The article carries a lot of comments that they’re changing the guard at
the Royal Court Theatre.
Speaking of the situation it is important to note that for his final act after
six years in charge, Dominic Cooke has returned to the American playwright
whose work he introduced to these shores upon becoming artistic director. It is
an open secret that a new play by Bruce
Norris can mean only one thing - theatre-goers should start quaking in
their Louboutins as he prepares to give them another bloody nose.
Norris’s specialty is pointing a finger at his well-heeled,
self-satisfied audience. There is a general feeling to believe that he likes to
disrupt is what he likes to do, he has just liked to disrupt situations, he doesn’t
like when people seem to think they know the answers or their mind is made up
about something.
It is very likely that his play “The Pain and the
Itch” won the Olivier and Tony Awards for best new
play, and then in 2011 the Pulitzer
Prize.
The article discusses the situation that for Cooke’s swansong — and
Norris’s first Court
commission — the playwright has chosen to alight on the era’s defining theme:
money. It’s very unlikely that the Low Road diverges from his
claustrophobia-inducing single-set domestic dramas with 20 scenes, 60
characters, a historical sweep and transatlantic reach.

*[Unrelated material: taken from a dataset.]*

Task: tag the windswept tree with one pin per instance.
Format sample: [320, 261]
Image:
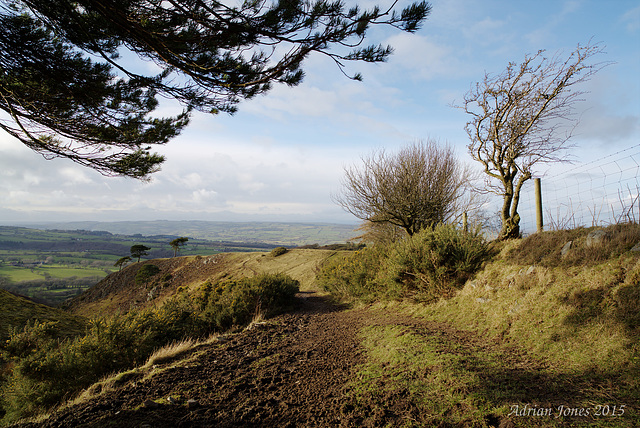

The author is sure that you can’t write an interesting play about what
happened in the past five years, because it’s so mundane. He believes that you
have to write about human beings rather than about how computers work. He guesses
he is writing about why people think the way they do, feel the way they do,
about money and status. And why it is important that you want your child to
grow up and not just succeed, but exceed others. That kind of structural need
to ensure the status of future generations is almost a species problem and one
that really can’t be addressed until we evolve.
In this connection it is worth while mentioning that his theory is that
we’ve never really left the cave and that the amoral law of the free market is
the law that we obeyed when we had hair all over the majority of our bodies and
hunted and gathered. He thinks we are kind of doomed, and our responsibility is
to have just been perpetually vigilant to our worst tendencies.
There is every likelihood that Norris looks like one of those springy
bantamweights who lands jabs and cuts rather than haymakers. His sharp, alert
features are framed by a geekier brand of spectacles, and his mordant drawl
suggests perpetual bafflement. Born in 1960, he grew up in Houston, the middle in a brood of three.
It would not be wrong to assume that his plays began to be performed in
earnest in the early 2000s. Purple Heart (2002) is currently enjoying its UK premiere at
the Gate Theatre in Notting Hill. Though set during Vietnam,
it gives voice to his dismay at the US
invasion of Afghanistan,
“a despairing moment because whatever last atom of optimism I had about my own
generation was kind of crushed at that moment”.
The reporter gives no details as to his personal opinion, but I think
that it is great that we have lots of talented, young men of art. Unions should
help them, protect their ideas and give opportunity.
Fair!
ОтветитьУдалитьLots of rewritten stuff though with good and proper lead-ins.
Try to paraphrase rather then copy the original.